Findings represent a challenge to those who contend that WIC has a meaningful impact on birth outcomes.
The study was able to replicate the frequently reported finding that prenatal WIC participation protects against pre-term birth. However, when examining the association between WIC participation and pre-term birth by trimester of WIC enrollment, the study found that the association between prenatal WIC participation and lower rates of pre-term birth was driven primarily by women who enrolled in WIC in the third trimester. These were counterintuitive findings. The results pointed to fetal selection rather than strong treatment effects associated with WIC. As additional evidence, the study found no association between greater exposure to WIC and reduced smoking during pregnancy. In addition, women who enrolled in WIC in the first trimester were not more likely to breastfeed than women who enrolled postpartum. If WIC were to strongly protect against pre-term birth, then the study would have expected WIC to have a substantial effect on maternal behaviors, such as smoking and breastfeeding.

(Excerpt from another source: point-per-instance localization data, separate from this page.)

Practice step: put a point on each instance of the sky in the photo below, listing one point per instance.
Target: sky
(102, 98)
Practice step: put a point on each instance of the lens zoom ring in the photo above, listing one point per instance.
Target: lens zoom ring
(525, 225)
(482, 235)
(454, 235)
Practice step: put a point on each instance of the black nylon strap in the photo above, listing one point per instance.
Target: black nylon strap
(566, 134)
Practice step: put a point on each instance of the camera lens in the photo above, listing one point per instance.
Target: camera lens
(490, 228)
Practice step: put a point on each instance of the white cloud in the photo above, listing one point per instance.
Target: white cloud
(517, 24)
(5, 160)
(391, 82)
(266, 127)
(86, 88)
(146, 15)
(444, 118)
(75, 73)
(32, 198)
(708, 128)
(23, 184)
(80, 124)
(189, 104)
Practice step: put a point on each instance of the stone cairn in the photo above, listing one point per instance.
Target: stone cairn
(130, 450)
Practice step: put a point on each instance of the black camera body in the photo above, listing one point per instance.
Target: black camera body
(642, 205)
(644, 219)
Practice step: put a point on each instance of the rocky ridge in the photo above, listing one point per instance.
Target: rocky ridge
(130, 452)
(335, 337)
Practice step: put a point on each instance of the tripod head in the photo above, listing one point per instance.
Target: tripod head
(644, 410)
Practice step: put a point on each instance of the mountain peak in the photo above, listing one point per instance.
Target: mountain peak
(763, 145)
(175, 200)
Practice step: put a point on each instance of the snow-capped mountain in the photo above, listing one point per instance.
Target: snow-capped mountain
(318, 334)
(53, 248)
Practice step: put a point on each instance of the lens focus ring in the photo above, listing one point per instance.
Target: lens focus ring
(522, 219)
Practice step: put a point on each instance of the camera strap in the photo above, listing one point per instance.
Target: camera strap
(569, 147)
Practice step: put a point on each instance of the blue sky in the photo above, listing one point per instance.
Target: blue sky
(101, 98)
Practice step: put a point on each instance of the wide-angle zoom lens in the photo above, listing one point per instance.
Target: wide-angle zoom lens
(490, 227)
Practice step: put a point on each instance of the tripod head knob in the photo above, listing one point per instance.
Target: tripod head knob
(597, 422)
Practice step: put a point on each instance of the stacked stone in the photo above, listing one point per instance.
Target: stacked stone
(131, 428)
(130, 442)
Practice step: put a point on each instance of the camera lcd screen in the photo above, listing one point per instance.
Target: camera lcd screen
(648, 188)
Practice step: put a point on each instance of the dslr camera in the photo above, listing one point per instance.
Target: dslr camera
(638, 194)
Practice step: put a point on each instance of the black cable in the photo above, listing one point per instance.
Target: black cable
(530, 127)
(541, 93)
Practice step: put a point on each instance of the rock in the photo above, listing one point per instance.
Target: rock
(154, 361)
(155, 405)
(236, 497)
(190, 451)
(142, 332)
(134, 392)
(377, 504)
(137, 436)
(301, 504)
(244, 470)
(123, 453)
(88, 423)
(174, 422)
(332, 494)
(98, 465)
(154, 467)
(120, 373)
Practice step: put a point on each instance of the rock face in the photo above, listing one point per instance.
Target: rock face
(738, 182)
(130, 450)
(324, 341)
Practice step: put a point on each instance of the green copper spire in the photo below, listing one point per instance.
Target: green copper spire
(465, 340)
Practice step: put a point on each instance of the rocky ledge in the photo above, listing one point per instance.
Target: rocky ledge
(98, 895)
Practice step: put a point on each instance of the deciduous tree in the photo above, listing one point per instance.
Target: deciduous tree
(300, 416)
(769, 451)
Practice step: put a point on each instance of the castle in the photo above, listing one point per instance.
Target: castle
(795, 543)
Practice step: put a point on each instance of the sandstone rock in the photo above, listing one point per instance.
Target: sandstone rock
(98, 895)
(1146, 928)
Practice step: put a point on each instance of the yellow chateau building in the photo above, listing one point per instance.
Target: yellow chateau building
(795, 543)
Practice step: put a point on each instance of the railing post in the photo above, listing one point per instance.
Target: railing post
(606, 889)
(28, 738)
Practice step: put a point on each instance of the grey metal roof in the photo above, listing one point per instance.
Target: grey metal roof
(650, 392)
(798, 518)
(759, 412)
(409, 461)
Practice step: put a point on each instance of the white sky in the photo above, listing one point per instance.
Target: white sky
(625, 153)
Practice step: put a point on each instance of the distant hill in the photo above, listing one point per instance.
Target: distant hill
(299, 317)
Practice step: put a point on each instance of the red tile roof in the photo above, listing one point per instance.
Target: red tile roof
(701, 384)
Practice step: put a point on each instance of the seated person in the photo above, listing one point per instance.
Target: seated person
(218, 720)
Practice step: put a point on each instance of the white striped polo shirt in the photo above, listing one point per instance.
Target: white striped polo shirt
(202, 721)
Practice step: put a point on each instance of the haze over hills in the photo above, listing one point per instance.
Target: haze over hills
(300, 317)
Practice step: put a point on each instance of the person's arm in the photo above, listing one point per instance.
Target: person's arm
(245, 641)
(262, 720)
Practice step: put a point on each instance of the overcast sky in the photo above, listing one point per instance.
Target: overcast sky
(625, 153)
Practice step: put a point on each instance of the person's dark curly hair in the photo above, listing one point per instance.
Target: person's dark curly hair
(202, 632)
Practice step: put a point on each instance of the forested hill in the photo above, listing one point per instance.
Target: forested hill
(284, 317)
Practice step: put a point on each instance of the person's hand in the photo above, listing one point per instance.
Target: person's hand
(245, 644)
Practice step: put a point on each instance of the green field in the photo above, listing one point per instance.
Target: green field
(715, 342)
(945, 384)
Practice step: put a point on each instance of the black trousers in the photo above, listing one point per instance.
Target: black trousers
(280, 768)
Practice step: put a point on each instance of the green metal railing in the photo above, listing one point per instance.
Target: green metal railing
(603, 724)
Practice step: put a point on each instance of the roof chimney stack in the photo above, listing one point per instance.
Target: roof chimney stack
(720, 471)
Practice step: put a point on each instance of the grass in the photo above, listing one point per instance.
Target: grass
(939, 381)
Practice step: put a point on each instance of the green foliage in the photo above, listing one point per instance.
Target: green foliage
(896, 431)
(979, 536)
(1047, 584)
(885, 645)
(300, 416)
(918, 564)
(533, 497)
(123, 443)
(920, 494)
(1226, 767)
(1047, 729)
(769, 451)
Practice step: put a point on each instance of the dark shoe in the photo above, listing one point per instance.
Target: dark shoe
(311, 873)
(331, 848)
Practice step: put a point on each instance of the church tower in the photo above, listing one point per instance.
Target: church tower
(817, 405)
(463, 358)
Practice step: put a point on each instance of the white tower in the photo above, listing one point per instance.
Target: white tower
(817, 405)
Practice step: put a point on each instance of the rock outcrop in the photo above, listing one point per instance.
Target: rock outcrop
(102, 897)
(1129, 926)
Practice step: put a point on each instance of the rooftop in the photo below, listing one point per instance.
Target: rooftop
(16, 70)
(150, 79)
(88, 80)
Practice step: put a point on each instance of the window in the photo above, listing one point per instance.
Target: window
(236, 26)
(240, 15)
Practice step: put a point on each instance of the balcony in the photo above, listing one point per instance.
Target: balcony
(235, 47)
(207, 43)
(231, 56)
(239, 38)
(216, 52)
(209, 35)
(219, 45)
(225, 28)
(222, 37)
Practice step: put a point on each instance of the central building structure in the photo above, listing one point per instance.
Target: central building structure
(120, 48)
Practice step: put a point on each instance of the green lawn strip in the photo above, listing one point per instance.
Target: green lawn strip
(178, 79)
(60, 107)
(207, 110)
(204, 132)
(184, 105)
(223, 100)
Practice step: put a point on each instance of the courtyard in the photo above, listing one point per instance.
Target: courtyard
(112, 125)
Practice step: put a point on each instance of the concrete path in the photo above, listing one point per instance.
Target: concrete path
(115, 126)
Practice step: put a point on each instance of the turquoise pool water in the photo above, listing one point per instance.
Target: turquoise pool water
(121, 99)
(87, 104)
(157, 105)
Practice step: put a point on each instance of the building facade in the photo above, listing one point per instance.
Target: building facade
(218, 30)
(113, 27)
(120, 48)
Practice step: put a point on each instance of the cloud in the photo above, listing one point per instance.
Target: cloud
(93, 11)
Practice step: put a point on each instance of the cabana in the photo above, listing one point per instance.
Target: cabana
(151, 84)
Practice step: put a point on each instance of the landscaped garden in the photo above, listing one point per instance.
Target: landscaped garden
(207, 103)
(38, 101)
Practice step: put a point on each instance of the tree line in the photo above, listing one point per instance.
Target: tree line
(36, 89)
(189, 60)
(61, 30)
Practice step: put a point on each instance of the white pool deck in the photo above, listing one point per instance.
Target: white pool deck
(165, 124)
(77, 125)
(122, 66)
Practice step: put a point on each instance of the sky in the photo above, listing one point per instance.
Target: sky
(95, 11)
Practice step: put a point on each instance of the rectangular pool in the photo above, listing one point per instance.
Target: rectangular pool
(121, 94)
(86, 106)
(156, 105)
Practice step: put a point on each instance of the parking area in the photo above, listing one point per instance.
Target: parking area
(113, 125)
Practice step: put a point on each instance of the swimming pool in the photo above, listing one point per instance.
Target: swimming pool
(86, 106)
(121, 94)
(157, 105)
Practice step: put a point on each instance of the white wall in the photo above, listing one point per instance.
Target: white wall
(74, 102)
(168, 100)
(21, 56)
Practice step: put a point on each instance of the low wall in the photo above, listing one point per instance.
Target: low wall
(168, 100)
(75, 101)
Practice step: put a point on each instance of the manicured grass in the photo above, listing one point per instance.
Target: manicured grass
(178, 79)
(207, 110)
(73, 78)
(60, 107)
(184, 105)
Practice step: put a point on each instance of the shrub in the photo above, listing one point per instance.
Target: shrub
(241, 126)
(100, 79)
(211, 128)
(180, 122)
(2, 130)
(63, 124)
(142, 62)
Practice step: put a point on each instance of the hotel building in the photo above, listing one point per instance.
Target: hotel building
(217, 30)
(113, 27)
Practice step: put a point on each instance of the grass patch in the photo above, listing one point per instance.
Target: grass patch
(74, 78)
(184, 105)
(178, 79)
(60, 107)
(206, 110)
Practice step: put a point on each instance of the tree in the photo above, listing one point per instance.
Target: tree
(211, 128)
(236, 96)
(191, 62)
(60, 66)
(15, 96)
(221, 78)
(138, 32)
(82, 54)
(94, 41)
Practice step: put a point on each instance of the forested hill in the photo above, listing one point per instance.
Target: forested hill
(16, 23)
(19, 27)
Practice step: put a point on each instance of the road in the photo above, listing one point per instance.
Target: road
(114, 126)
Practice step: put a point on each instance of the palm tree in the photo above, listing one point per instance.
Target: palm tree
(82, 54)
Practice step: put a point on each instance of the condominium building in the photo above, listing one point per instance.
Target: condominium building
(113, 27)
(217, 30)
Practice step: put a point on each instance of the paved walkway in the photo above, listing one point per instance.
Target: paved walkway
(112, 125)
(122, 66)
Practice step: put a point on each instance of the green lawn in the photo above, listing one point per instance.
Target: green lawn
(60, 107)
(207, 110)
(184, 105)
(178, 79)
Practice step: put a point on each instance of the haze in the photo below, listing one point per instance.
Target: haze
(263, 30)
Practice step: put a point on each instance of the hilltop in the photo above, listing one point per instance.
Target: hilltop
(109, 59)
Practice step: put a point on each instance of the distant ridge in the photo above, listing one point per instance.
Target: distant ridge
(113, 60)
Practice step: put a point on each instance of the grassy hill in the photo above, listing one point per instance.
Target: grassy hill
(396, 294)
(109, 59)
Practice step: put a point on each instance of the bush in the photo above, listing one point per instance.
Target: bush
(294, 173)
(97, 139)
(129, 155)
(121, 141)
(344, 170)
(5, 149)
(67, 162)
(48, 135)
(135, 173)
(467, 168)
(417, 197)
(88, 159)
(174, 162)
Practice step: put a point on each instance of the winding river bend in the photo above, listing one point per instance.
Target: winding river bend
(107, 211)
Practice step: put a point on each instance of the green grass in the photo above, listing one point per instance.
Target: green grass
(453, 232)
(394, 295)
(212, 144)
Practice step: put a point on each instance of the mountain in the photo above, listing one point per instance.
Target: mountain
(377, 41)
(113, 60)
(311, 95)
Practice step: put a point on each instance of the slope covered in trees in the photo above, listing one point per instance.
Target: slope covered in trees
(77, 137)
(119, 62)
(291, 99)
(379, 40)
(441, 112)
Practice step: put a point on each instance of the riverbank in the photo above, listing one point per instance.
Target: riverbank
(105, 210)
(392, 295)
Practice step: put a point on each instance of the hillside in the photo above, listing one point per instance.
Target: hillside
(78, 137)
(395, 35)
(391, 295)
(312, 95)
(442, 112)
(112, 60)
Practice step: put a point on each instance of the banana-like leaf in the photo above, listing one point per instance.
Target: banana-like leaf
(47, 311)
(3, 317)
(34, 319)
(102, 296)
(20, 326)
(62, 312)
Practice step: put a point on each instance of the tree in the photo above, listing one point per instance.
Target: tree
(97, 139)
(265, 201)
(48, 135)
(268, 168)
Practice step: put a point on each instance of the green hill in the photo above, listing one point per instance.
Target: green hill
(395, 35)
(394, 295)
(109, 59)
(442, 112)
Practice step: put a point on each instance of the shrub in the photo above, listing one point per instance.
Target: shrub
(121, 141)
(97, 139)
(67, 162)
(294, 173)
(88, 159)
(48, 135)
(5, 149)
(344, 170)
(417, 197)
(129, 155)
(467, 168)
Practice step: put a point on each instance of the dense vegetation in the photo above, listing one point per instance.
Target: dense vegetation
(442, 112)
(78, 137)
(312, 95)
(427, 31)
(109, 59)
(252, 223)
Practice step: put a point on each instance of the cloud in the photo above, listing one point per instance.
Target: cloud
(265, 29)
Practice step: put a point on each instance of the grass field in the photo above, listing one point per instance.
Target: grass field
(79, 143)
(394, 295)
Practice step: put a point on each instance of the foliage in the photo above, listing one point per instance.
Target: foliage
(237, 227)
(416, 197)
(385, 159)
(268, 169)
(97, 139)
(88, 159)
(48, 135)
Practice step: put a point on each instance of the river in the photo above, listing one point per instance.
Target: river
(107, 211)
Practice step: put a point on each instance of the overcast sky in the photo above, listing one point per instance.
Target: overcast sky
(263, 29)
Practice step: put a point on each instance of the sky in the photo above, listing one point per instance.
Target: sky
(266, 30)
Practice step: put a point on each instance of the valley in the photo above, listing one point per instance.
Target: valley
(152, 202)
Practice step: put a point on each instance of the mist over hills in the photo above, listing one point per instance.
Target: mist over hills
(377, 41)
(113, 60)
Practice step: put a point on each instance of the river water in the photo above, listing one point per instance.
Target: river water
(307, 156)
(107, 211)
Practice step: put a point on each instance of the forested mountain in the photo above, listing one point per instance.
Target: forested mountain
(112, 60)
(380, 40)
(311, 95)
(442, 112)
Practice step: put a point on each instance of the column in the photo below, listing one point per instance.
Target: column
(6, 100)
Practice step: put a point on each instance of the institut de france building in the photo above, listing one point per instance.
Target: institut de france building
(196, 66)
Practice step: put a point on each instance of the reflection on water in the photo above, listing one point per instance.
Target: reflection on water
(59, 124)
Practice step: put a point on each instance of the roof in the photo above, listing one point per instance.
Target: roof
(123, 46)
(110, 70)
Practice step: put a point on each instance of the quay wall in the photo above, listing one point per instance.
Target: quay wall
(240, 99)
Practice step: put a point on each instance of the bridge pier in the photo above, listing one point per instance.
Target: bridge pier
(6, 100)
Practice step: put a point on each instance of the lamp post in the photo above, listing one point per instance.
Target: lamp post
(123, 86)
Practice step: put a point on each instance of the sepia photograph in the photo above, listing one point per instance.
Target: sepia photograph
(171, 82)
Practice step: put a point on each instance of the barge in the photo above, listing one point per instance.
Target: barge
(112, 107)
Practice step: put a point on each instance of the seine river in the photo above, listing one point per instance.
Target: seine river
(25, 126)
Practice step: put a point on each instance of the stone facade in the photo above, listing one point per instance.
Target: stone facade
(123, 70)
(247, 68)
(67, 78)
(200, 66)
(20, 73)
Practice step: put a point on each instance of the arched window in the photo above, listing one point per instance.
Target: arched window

The results of the study should not come as a surprise. After decades of clinical trials aimed at preventing pre-term birth, few interventions have proven effective. It is unlikely, therefore, that a modest nutritional supplementation program could achieve what well-designed trials have not. The study concluded that a focus on birth outcomes is misguided. It recommends that the success of WIC be evaluated on how effectively programs achieve changes in maternal health and behavior that have well-established links to health over the lifetime of participants and their offspring. Obvious targets would be smoking cessation, breastfeeding, and obesity prevention.